Preventing heart disease deaths goal of new study

Researchers at the College of Medicine – Phoenix will use a $3.7 million grant to explores the link between the regulation of protein homeostasis and improved heart health.

There currently is no effective therapy for coronary artery disease, which is a precursor to ischemia and myocardial infarction, or heart attack. Researchers at the University of Arizona College of Medicine – Phoenix are seeking to change that, thanks to a $3.7 million, five-year grant from the National Heart, Lung and Blood Institute, a division of the National Institutes of Health.

Coronary artery disease is the most common form of heart disease, the leading cause of death for both men and women. Of the roughly 695,000 people who died from heart disease in 2021, more than 375,000 deaths were attributable to coronary artery disease, according to the Centers for Disease Control and Prevention.

The grant will support Shirin Doroudgar, PhD, an assistant professor in the Department of Internal Medicine and member of the Translational Cardiovascular Research Center, as she aims to identify proteins that could serve as new therapeutic targets to help the heart recover post-heart attack or ischemia.

Until now, many studies have focused on the genetics of heart disease. But researchers now know that understanding the proteins encoded by the genes and what determines the levels of those proteins, a process called protein homeostasis, is what determines how well the heart functions, especially in the setting of heart disease.

“Since it is a critical determinant of cell and organism health, my research focuses on identifying key molecular regulators of protein homeostasis,” Doroudgar explained.  “Disease and age-related impairments in protein homeostasis occur in many forms of cardiovascular disease. In the heart, such impairments can lead to cardiac myocyte (muscle cell) dysfunction and eventually myocyte death, a particularly damaging result, given that cardiac muscle, which is required to pump blood effectively, cannot regenerate or heal itself once it is damaged by a heart attack.”

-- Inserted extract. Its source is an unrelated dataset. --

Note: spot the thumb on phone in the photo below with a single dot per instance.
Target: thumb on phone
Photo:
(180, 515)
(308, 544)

The CDC reports that more than 6.5 million Americans over the age of 20 are in danger of heart failure, a condition explicitly linked to coronary artery disease. With half of all patients dying within five years of diagnosis, access to more effective therapies is crucial.

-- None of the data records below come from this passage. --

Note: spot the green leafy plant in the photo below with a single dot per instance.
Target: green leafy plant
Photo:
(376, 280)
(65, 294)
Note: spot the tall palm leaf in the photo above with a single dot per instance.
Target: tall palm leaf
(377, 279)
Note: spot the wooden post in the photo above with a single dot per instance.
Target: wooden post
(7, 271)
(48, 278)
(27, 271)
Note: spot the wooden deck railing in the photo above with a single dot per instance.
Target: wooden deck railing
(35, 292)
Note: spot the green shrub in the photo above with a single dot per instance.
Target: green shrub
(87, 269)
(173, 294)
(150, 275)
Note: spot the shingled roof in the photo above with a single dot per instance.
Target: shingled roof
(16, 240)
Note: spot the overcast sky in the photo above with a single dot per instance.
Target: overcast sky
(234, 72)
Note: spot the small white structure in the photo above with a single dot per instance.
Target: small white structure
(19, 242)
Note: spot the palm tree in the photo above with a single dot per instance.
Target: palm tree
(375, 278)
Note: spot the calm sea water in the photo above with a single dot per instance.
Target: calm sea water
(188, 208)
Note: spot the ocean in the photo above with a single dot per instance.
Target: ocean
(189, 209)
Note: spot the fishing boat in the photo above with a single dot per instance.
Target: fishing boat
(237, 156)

“There is a pressing need for treatments that help cardiac myocytes survive a heart attack, as their survival is required to avoid decreases in heart function, or heart failure, which is a fatal condition with no cure,” Doroudgar said.

Doroudgar and her team are seeking to identify what maintains protein homeostasis in ways that fortify cardiac myocytes, the cells in the heart that are critical for its pumping function. Then, they can use that information to design new drugs that could potentially protect the heart.

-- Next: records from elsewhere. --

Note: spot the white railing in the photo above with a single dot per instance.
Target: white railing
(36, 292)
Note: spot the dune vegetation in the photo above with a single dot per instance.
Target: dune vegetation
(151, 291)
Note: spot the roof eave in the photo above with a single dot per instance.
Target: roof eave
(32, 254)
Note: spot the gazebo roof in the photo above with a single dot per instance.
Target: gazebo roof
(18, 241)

“The long-term goal of my lab is to better understand the age- and disease-linked changes in protein homeostasis that contribute to heart disease, and to use this understanding to design new therapies to reduce the deleterious effects of age and disease on the function of the heart,” she said.

“Dr. Doroudgar’s research is groundbreaking, as it will identify new potential therapies for heart disease that could revolutionize clinical treatment and save many lives in the future,” said Christopher Glembotski, PhD, the vice dean of research, director of the TCRC and a professor of internal medicine at the College of Medicine – Phoenix.